Imputed interest rates and special use valuation have generated much discussion among our members. This tax policy has significant effect on the economic well-being of Farm Bureau member families who now number over 3 million member families in 48 States and Puerto Rico.

Now, concerning imputed interest, as we have heard today, under current law a portion of each deferred payment is required to be treated as ordinary interest income. We testified before IRS in January of this year regarding the proposed regulations that would increase these interest rates and this is part of what we said as we testified to IRS.

We are concerned that the proposed regulations discriminate against related party transactions. That has been pointed out earlier this afternoon. We don't think it is clear yet whether family farms are affected by section 482.

Mr. Chairman, you tried to get the IRS Commissioner to explain and I am not sure exactly how he answered you and I listened. So, we don't really know yet whether family farms are affected. If the purpose of the rules is to prevent sweetheart deals between financially related entities such as parent corporations and their subsidiaries, we think the proposed regulation should be clarified to reflect that purpose.

We don't think that we ought to arbitrarily apply the increased interest to family farms and other small businesses. That position unfairly hampers and may prevent, in some cases, the transfer of family businesses from one generation to another.

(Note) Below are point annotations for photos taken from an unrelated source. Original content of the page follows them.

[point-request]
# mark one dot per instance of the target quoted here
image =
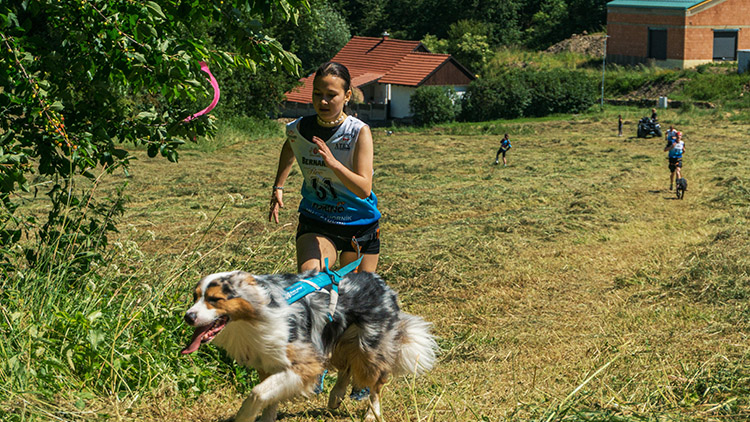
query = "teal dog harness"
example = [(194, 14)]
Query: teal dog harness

Transactions should not be suspect simply because they occur between related parties. We are concerned, though, that a pattern is being established which reflects this thought. An example that we know of is an IRS proposed regulation on the deductibility of normal business expenses for a taxpayer who rents a dwelling to a family member as compared to somebody who is not a member of the family.

We list here a number of bills that the Congress has introduced designed to prohibit the IRS from doing this. That signifies Congress' interest in another bill H.R. 837 providing that regulatory increases in the interest rate shall not apply to farms and other small business.

The Farm Bureau opposes the efforts of the IRS to increase imputed interest rates. The rules are vague at best, and offer no guidance as to whether family farms are affected.

Furthermore, the discriminatory application of the rate regarding related/unrelated party transactions appear likely.

To increase the interest rates on a type of sales arrangement, frequently used in the intergenerational transfer of farming operations between family members will serve to prohibit some transfers entirely.

Lower interest rates and a loan or installment sales transaction between family members is not an effort to avoid income taxes. It is a traditionally recognized method of continuing family businesses. I think the previous witnesses pointed that out for their States. It is certainly true in Iowa and much of the Midwest that I am familiar with.

It is presumptuous of the IRS to attempt to substitute its business judgment through the proposed regulations for that of a farmer. By removing a farmers or business owners flexibility to set interest rates, the IRS assumes that legitimate transfers are efforts to avoid income taxes.

We reject this notion and therefore, oppose proposed regulatory increases in sections 482 and 483.

I see I am not going to get through. That concludes my statement.

Senator GRASSLEY. You have another minute until the red light

comes on.

Mr. KLECKNER. I can't go much faster. You wouldn't understand it, Mr. Chairman.

The special use valuation, we have a section on that, lists our policy. I would like to point out down there just two of those areas. I think the fourth paragraph under our policy explains it. We believe both crop share and cash rentals should qualify in determining the special use valuation of farmland under section 2032(A). In the next one, we encourage a reasonable and flexible intrepretation by the Internal Revenue Service of the material participation requirements for this special use valuation.

I think I best go on to the next to the last page under some previous testimony.